Here are a range of scenarios which explain why messages seem to disappear without reason. You may think that I’m inventing purely theoretical situations for some of these but you’d be wrong – all of the following are based on real customer cases.
Time-to-live for message is too short
MSMQ allows two different message timers:
- Time-To-Reach-Queue (TTRQ) – the time allowed for the remote server to confirm message delivery into the destination queue
- Time-To-Be-Received (TTBR) – the time allowed for the remote server to confirm the message has been read from the destination queue
The defaults are quite generous – 4 days and infinite respectively. So an undelivered message can sit in an outgoing queue for up to 4 days before being removed by MSMQ and remain in the destination queue indefinitely. Should someone set the default lifetime for messages to a short value or specifically assign one in their application code then a delay in the system, such as a network outage, could cause messages to unexpectedly expire. If negative source journaling has been enabled then these messages should be in the sending machine’s dead letter queue with an explanation that the timer expired. If you don’t have journaling then the message is discarded.

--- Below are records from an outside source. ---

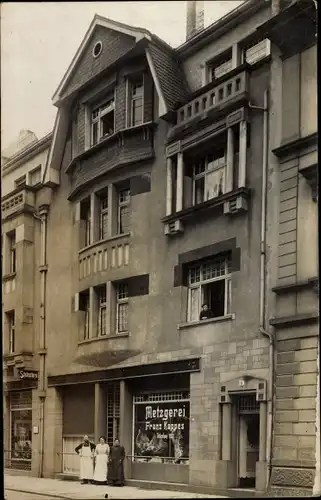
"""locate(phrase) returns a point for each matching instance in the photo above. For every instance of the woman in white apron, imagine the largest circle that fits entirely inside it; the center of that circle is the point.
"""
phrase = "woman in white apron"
(101, 454)
(85, 451)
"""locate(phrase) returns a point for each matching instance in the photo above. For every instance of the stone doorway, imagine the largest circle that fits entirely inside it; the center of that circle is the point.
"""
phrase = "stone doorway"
(248, 439)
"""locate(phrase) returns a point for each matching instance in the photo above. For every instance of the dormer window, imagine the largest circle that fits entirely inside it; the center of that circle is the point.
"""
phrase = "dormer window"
(136, 101)
(219, 67)
(103, 120)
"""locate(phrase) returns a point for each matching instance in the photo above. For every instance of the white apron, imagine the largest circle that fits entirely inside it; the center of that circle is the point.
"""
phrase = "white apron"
(102, 452)
(86, 463)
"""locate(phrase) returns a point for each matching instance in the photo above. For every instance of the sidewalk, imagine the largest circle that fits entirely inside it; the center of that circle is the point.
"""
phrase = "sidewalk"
(71, 490)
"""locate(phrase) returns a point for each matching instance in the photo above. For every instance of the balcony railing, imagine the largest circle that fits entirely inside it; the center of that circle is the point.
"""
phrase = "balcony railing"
(104, 255)
(217, 96)
(16, 201)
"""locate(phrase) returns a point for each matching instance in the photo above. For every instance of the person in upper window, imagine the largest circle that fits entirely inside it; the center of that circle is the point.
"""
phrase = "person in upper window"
(205, 313)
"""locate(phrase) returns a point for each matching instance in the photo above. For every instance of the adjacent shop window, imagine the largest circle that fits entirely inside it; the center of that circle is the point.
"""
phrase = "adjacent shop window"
(103, 214)
(11, 238)
(86, 218)
(113, 412)
(209, 284)
(122, 308)
(103, 120)
(209, 173)
(35, 176)
(136, 111)
(123, 222)
(220, 66)
(102, 309)
(21, 430)
(12, 331)
(255, 50)
(161, 427)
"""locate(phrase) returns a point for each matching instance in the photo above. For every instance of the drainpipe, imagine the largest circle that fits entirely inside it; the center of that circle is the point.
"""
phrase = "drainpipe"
(317, 478)
(262, 303)
(43, 214)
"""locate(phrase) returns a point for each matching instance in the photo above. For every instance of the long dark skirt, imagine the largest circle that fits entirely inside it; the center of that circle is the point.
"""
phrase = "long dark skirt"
(115, 476)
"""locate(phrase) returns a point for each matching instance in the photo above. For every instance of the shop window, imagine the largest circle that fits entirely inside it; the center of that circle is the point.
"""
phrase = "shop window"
(161, 427)
(103, 120)
(11, 331)
(209, 286)
(113, 412)
(136, 106)
(122, 308)
(123, 222)
(103, 214)
(21, 430)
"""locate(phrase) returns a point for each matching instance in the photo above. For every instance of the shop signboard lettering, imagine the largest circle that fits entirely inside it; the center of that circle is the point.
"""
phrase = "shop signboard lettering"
(28, 375)
(162, 430)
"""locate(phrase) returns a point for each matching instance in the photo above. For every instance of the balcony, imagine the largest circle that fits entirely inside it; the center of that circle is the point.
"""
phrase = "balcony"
(104, 257)
(107, 350)
(20, 200)
(218, 99)
(125, 147)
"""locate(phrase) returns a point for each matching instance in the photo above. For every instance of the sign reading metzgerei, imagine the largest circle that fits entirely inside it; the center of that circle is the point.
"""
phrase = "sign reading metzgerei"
(28, 375)
(162, 429)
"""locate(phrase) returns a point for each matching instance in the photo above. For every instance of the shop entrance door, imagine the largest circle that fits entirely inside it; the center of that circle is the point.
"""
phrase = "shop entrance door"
(248, 439)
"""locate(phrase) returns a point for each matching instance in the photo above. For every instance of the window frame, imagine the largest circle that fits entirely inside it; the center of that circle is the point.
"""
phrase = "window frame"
(103, 212)
(227, 277)
(12, 331)
(102, 110)
(132, 82)
(206, 173)
(102, 311)
(121, 205)
(120, 301)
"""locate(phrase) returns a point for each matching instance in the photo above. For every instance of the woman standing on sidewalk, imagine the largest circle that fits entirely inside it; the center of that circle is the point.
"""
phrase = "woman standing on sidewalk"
(101, 454)
(85, 451)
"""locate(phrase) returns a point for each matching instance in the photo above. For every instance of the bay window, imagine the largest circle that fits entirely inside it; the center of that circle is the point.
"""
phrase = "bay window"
(122, 308)
(103, 120)
(102, 310)
(209, 283)
(136, 101)
(123, 224)
(209, 174)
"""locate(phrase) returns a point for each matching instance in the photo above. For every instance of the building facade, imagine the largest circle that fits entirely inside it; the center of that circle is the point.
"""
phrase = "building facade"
(293, 259)
(159, 198)
(23, 167)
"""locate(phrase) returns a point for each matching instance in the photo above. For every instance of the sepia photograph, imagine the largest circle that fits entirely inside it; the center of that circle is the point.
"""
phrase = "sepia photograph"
(159, 249)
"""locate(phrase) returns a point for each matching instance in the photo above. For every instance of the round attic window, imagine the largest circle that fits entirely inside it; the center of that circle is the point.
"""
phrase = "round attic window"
(98, 47)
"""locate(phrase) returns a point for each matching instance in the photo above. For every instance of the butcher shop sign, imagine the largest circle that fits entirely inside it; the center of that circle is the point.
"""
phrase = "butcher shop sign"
(162, 430)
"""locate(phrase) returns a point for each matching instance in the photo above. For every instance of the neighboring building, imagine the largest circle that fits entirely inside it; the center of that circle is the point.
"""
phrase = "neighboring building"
(22, 170)
(159, 210)
(293, 244)
(161, 194)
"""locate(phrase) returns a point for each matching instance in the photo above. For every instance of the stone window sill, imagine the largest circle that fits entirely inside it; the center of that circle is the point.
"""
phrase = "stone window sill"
(106, 240)
(103, 337)
(228, 317)
(8, 277)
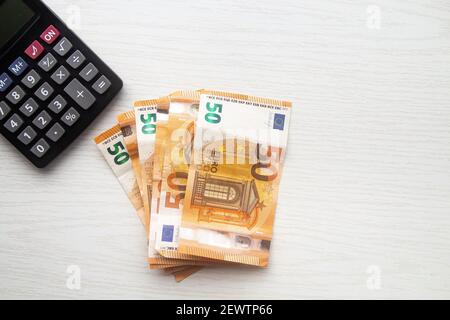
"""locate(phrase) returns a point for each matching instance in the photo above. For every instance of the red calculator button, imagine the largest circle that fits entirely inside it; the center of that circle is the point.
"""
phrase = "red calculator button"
(50, 34)
(34, 50)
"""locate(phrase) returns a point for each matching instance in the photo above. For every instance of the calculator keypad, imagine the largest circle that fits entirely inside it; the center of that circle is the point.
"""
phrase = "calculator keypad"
(60, 75)
(89, 72)
(34, 50)
(70, 117)
(58, 104)
(27, 135)
(48, 62)
(76, 59)
(18, 66)
(45, 91)
(14, 123)
(40, 148)
(16, 95)
(82, 96)
(31, 79)
(63, 47)
(4, 110)
(56, 132)
(29, 107)
(5, 82)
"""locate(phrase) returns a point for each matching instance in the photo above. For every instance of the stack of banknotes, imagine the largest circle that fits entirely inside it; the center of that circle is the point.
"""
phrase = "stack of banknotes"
(202, 170)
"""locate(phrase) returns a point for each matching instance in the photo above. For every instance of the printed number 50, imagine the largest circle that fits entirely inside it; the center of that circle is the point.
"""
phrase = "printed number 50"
(148, 127)
(120, 157)
(212, 116)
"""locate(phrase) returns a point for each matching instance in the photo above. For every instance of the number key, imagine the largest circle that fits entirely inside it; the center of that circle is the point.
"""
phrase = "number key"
(4, 110)
(14, 123)
(31, 79)
(44, 92)
(58, 104)
(27, 135)
(42, 120)
(16, 95)
(29, 107)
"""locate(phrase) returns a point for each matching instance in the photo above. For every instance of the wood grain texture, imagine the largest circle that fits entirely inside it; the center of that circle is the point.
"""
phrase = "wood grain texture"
(366, 181)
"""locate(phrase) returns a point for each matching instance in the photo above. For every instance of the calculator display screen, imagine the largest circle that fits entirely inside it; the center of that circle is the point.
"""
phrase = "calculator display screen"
(14, 15)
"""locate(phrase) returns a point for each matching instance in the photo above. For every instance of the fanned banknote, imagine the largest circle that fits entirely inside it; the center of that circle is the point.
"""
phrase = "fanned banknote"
(203, 169)
(232, 189)
(112, 146)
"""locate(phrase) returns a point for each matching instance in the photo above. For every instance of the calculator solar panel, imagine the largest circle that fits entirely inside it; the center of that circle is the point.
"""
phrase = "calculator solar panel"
(52, 86)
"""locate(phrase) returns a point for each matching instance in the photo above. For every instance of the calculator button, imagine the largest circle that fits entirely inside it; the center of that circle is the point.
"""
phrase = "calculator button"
(16, 95)
(31, 79)
(57, 104)
(102, 85)
(29, 107)
(61, 75)
(76, 59)
(70, 117)
(82, 96)
(55, 133)
(18, 66)
(89, 72)
(27, 135)
(50, 34)
(42, 120)
(4, 110)
(34, 50)
(48, 62)
(40, 148)
(5, 82)
(63, 47)
(44, 92)
(14, 123)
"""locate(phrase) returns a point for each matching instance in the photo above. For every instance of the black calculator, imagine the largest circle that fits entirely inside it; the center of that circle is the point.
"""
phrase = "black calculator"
(52, 86)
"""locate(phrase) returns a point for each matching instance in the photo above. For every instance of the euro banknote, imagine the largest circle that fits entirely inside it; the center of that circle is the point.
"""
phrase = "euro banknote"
(233, 181)
(112, 146)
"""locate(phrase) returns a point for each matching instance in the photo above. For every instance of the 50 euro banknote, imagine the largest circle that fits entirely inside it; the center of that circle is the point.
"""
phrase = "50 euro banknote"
(234, 176)
(111, 144)
(175, 159)
(151, 118)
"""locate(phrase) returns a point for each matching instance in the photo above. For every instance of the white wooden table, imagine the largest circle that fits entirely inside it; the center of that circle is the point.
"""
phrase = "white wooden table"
(364, 210)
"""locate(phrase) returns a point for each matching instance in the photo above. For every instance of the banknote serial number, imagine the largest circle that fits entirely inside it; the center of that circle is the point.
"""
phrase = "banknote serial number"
(226, 310)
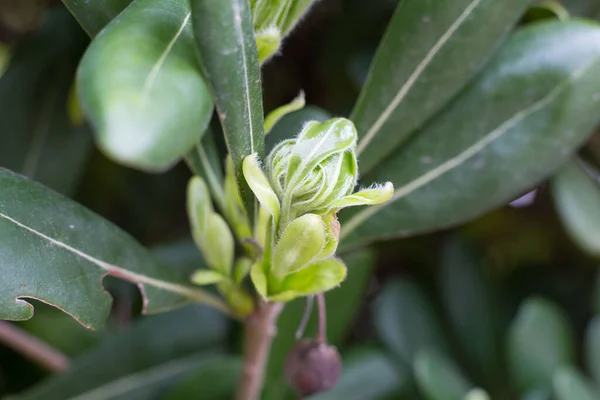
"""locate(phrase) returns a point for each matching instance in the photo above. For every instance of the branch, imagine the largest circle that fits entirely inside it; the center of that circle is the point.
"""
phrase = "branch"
(260, 330)
(32, 348)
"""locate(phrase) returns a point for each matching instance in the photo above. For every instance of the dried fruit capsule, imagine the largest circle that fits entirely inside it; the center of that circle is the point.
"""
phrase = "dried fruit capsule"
(313, 366)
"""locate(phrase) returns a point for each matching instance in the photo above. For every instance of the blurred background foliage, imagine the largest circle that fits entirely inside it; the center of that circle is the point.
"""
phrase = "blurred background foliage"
(507, 302)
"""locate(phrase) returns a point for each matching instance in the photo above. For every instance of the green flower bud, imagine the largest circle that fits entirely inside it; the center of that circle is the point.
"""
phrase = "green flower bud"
(314, 170)
(209, 229)
(308, 180)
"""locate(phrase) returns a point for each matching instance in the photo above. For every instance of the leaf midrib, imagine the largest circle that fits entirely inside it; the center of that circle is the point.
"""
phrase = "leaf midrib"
(149, 82)
(385, 115)
(464, 156)
(188, 292)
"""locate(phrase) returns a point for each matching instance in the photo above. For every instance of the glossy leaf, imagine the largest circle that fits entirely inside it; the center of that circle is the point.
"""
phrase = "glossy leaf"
(95, 15)
(225, 39)
(140, 84)
(260, 186)
(468, 301)
(534, 104)
(142, 361)
(539, 343)
(570, 384)
(275, 116)
(58, 252)
(367, 374)
(438, 377)
(577, 197)
(204, 161)
(406, 322)
(421, 63)
(320, 276)
(215, 381)
(592, 349)
(38, 140)
(342, 307)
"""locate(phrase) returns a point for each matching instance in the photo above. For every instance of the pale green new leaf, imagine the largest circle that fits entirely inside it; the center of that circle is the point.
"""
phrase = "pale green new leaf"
(141, 87)
(299, 244)
(321, 276)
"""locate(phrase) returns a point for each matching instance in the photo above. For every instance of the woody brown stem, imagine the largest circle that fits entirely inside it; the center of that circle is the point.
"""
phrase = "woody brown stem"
(260, 330)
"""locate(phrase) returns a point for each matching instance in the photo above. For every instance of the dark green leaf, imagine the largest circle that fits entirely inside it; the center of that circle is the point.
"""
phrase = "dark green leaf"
(95, 15)
(140, 85)
(438, 377)
(38, 139)
(214, 381)
(342, 307)
(592, 349)
(225, 38)
(570, 384)
(366, 374)
(470, 308)
(57, 251)
(539, 343)
(429, 52)
(577, 198)
(535, 103)
(142, 361)
(406, 321)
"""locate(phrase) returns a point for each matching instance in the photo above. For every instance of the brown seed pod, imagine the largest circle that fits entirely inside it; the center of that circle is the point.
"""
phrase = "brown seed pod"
(313, 366)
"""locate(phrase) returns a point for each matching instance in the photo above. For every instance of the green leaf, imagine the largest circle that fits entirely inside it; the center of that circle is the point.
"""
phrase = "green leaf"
(470, 307)
(275, 116)
(204, 161)
(540, 341)
(410, 78)
(38, 140)
(320, 276)
(592, 349)
(300, 243)
(57, 251)
(535, 103)
(367, 374)
(260, 186)
(215, 381)
(438, 377)
(577, 197)
(95, 15)
(225, 39)
(142, 361)
(140, 84)
(342, 304)
(570, 384)
(406, 322)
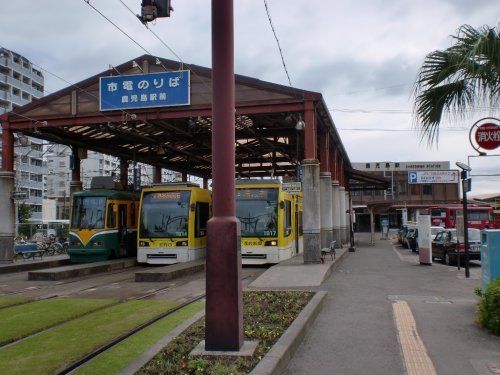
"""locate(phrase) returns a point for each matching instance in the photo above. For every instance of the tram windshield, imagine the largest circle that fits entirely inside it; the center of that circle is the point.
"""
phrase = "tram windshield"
(164, 214)
(88, 212)
(257, 210)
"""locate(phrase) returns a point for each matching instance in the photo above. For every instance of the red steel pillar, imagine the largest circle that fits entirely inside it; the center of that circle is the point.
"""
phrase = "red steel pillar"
(124, 164)
(7, 148)
(157, 175)
(324, 153)
(310, 145)
(224, 306)
(76, 179)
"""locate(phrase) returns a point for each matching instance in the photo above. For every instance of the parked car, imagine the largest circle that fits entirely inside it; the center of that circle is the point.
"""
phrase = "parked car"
(411, 239)
(445, 246)
(402, 233)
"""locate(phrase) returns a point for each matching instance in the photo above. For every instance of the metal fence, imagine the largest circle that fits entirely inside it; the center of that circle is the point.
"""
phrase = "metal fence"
(37, 232)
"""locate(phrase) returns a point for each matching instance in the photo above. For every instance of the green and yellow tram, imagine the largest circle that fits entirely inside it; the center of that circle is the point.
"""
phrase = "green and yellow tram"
(103, 225)
(173, 223)
(271, 221)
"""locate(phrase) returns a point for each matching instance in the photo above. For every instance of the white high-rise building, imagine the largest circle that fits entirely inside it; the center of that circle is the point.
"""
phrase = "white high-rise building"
(20, 83)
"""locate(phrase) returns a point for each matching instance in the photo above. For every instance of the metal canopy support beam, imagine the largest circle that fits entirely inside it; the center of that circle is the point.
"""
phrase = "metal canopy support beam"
(7, 148)
(224, 306)
(310, 146)
(324, 153)
(124, 164)
(157, 175)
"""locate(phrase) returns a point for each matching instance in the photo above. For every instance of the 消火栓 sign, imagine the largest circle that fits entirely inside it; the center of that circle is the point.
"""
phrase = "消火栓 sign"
(144, 90)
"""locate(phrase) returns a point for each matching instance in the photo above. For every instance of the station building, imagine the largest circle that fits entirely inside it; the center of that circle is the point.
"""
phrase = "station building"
(280, 131)
(401, 194)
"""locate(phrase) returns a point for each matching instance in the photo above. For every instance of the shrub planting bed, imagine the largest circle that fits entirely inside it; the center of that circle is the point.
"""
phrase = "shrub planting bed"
(266, 315)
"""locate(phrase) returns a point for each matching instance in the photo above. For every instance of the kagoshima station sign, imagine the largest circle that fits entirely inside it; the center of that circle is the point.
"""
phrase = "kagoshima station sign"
(485, 135)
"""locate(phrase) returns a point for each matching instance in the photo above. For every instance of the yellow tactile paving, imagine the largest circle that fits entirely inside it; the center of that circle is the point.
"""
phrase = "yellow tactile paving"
(415, 355)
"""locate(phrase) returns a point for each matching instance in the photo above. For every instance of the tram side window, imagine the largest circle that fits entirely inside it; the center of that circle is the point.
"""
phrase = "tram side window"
(132, 214)
(288, 218)
(111, 219)
(202, 216)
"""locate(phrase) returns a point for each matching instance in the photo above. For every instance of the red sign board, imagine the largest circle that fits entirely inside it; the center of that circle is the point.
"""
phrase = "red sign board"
(488, 136)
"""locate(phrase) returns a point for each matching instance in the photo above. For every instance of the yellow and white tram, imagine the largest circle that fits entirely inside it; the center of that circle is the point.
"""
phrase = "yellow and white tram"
(271, 221)
(173, 223)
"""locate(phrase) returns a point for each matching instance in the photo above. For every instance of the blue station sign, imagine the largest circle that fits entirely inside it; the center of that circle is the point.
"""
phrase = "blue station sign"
(144, 90)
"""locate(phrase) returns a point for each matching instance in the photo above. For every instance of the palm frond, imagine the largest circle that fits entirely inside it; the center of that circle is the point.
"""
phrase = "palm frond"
(457, 79)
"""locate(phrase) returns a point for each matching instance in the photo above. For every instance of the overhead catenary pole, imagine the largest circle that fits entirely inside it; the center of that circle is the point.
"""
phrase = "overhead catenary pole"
(466, 224)
(224, 306)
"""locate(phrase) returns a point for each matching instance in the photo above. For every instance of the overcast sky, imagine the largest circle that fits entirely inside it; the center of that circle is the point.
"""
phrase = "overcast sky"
(363, 56)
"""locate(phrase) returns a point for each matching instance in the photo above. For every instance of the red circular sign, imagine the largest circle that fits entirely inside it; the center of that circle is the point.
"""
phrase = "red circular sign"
(488, 136)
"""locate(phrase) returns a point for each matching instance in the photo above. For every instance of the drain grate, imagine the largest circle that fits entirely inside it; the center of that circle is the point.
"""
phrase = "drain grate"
(494, 367)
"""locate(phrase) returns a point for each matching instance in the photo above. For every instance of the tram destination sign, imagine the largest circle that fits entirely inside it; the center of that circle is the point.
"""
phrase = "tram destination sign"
(291, 187)
(150, 90)
(433, 177)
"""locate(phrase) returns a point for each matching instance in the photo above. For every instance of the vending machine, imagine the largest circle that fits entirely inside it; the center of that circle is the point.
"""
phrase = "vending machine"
(490, 255)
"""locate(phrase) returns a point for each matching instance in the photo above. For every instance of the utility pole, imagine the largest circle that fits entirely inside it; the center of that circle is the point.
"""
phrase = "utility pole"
(465, 188)
(224, 306)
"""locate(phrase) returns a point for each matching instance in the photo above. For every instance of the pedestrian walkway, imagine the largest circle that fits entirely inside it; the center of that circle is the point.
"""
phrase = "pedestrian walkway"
(386, 314)
(293, 273)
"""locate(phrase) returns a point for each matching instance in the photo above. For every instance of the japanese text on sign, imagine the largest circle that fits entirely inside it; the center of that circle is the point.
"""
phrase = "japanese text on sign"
(432, 177)
(145, 90)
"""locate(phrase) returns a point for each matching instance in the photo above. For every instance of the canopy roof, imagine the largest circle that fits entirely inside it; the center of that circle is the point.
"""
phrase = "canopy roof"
(179, 138)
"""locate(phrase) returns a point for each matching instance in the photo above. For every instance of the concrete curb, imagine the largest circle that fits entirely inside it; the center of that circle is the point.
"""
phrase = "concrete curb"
(276, 360)
(170, 272)
(336, 263)
(20, 266)
(145, 357)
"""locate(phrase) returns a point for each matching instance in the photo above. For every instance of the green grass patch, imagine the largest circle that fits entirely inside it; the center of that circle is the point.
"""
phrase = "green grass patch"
(119, 357)
(20, 321)
(266, 315)
(11, 301)
(59, 347)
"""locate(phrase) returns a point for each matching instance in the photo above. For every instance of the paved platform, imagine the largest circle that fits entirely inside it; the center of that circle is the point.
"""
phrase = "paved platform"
(172, 271)
(293, 273)
(78, 270)
(30, 264)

Incorrect queue or message property
If a message is sent with properties that don’t match the destination then it will be discarded. The common properties that can be misapplied are:
- Transactional message to non-transactional queue, and vice versa
- Queue requires authentication but no certificates used in the message
- Queue requires encryption but no certificates used in the message
- … and there are probably others.
As with the timers, if negative source journaling has been enabled then these messages should be in the sending machine’s dead letter queue with an appropriate explanation. If you don’t have journaling then the message is discarded.
Express messages lost when MSMQ service is restarted
If you want a message to survive a reboot then it must be set as recoverable in the application. Although express messages are copied to the disk, this is not to make them persistent. As a result, when the MSMQ service starts up again all the express messages are immediately discarded. Transactional messages are recoverable by design and no extra action is required for these.
Server name used to address message doesn’t match destination machine
When MSMQ receives a message from over the wire, it always validates that this machine is the correct recipient. This is to ensure that something like a DNS misconfiguration does not result in messages being delivered to the wrong place. The messages are, instead, discarded unless the IgnoreOSNameValidation registry value is set appropriately. You may want to do this with an Internet-facing MSMQ server, for example, where the domain and server names visible to MSMQ clients on the Internet often bear no resemblance to the real ones (for good security reasons).
Receiving application experiences a problem
Here the message has been successfully delivered to the destination queue and has been received but the application encounters a problem. Maybe a back-end database is offline and the message body cannot be written as a record to it. If the message is not received within a transaction (which can abort and roll back) then such a fault could mean the message is lost. An alternative to using transactions is to perform a peek and then a receive; the peek is used to read the message data for processing and the receive is to effectively delete the message should the peek be successful; if the peek failed then the message is still in the queue and a retry is possible. Journaling on the queue itself is a useful step as a copy of the message in the queue’s journal queue shows the message was successfully read.
Multiple applications are accessing the same queue without your knowledge
It is really hard to work out which applications are pulling messages from a queue and they could be physically located anywhere on the network. There’s no query you can run to show what applications have open queue handles on a queue or have pulled messages from the queue in the past. You may be able to get a clue by running a security audit on the queue as the account used to gain access to the queue may, if you’re lucky, indicate a particular machine as the source. Again, use journaling on the queue to prove the message had been delivered and removed correctly.
The server is switched off and the hard drive has write caching enabled
This has been covered in another blog post.
I’ll come back to this blog post over time as more scenarios occur to me.